During this part of our session I veered suddenly because I became aware of an internal reaction. I have to say that as I write this, I’m noticing what an interesting session this was. I was aware of internal reactions without really understanding it right away, but I was able to articulate what was being felt so my therapist wouldn’t just go on thinking that everything was ok when it was not.
Ok, so I stopped her at that point because, as soon as we had a “victory” of sorts; the winning phrase so to speak, there was a sudden desire to actively seek out ways to punish me that would be dangerous.
I told her that something suddenly changed while we were talking. I described it as an internal “pulling away”, a part (unknown) that did not like that we had thought of something that would stop me from punishing myself. This part was not happy, and it wanted to immediately find some sort of physically painful way to punish me, it was quite determined too.
I found myself telling her this in a very removed way, it was as if I was observing the internal reactions dispassionately and then relaying the information to her. I told her that there was now a danger that I would seek a way to harm myself.
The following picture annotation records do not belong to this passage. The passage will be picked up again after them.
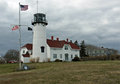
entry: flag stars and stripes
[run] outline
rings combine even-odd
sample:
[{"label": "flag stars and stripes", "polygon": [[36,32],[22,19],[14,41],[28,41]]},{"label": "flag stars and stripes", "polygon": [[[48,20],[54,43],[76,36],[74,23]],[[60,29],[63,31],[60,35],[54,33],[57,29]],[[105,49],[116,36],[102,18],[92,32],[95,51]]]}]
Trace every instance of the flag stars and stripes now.
[{"label": "flag stars and stripes", "polygon": [[28,10],[28,5],[20,5],[21,11]]},{"label": "flag stars and stripes", "polygon": [[19,29],[19,26],[18,26],[18,25],[15,25],[15,26],[12,28],[12,31],[13,31],[13,30],[17,30],[17,29]]}]

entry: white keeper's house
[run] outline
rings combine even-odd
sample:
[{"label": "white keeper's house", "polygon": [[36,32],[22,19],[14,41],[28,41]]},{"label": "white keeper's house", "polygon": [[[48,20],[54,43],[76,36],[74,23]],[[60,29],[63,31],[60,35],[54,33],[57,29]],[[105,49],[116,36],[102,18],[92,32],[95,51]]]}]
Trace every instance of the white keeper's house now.
[{"label": "white keeper's house", "polygon": [[[21,48],[21,61],[23,63],[29,63],[32,59],[32,44],[25,44]],[[56,40],[47,39],[47,59],[49,61],[55,61],[56,59],[62,61],[72,61],[75,56],[80,57],[79,53],[80,48],[72,42],[68,42],[68,39]],[[40,59],[40,58],[39,58]]]},{"label": "white keeper's house", "polygon": [[29,63],[31,60],[35,62],[55,61],[71,61],[75,56],[80,57],[79,47],[68,39],[46,40],[46,26],[48,22],[46,15],[43,13],[34,14],[33,25],[33,44],[26,44],[21,48],[20,59],[23,63]]}]

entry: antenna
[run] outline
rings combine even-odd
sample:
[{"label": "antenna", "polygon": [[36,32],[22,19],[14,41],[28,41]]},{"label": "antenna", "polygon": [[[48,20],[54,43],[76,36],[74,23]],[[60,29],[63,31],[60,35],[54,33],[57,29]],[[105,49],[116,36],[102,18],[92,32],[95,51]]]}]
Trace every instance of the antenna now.
[{"label": "antenna", "polygon": [[38,0],[37,0],[37,13],[38,13]]}]

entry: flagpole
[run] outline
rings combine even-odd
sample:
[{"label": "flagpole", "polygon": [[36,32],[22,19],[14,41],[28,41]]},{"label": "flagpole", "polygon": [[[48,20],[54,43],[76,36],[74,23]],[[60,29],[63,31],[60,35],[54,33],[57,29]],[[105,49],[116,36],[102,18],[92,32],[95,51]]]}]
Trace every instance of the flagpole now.
[{"label": "flagpole", "polygon": [[19,69],[21,69],[21,17],[20,17],[20,2],[19,2]]}]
So, she said we would make sure that I was safe before left her office.
She fell back on positive affirmations and I immediately stopped her. I told her that once again, in this situation, concrete steps are required, and that actions that required something physical would be most helpful. She was happy that I had an idea of what I needed, so we started working that.
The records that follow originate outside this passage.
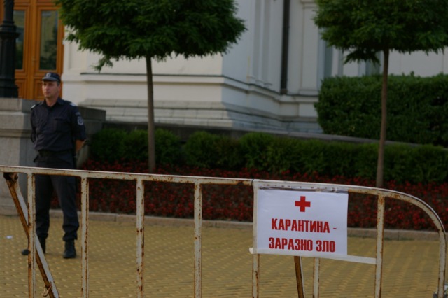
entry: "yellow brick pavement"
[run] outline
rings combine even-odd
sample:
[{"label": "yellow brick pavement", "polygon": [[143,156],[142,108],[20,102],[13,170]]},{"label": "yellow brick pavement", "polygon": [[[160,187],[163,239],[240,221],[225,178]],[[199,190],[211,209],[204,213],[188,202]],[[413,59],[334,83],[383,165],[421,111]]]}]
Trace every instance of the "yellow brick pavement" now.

She told me that I had already done the first step, which was to tell someone. She also wanted me to blog about it if it became more of an issue so that I was reaching out to someone and of course to tell my husband as well. She still wanted me to have some sort of positive affirmations so I compromised and suggested physically writing them on cards and getting an actual box to put things in that I could use in case of this kind of emergency. She liked that idea.
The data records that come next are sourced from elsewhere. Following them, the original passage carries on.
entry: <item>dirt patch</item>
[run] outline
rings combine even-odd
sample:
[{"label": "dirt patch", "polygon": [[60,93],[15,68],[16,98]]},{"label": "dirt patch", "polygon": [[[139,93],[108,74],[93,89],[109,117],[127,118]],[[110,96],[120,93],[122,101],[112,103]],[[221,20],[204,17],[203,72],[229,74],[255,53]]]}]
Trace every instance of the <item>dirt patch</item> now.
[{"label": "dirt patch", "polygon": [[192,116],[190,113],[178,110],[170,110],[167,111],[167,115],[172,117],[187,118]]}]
Then we discussed what I could physically do. I went with getting out my viola to play, which she loved and then I told her that getting out of the house would be also be necessary. She liked that as well, but I told her that it would need to be a firm plan because staying in the house is tempting, because if I stay, I know that I’ll give in to self-injury. She asked me what physical activity I’d like to do and I said that now that the weather’s gotten better, I’d like to walk around my neighborhood, which I never do. She actually had a really good idea here which worked for my brain, and that was not to walk around aimlessly. She wants me to map out an actual route, so that when I leave the house, I know exactly where I’m supposed to go. Having a mapped out route appealed to some part of me, (This part thought of using GPS which was funny to me) so I agreed with that. She also told me that if I was going to have a real, physical box to keep things in that would help me, she wants me to come up with another name for it that’s not the “Emergency Box”. She didn’t want this to be a negative thing so she’d like it if I came up with a more positive title for it. I’ll have to figure that one out.
I realize that all of these things must sound like stupid ideas for dealing with little kids but it’s what we came up with at the time. Completing this post today, two days later, it sounds kind of silly now.
Ok, I’m really out of it so I’m going to stop now.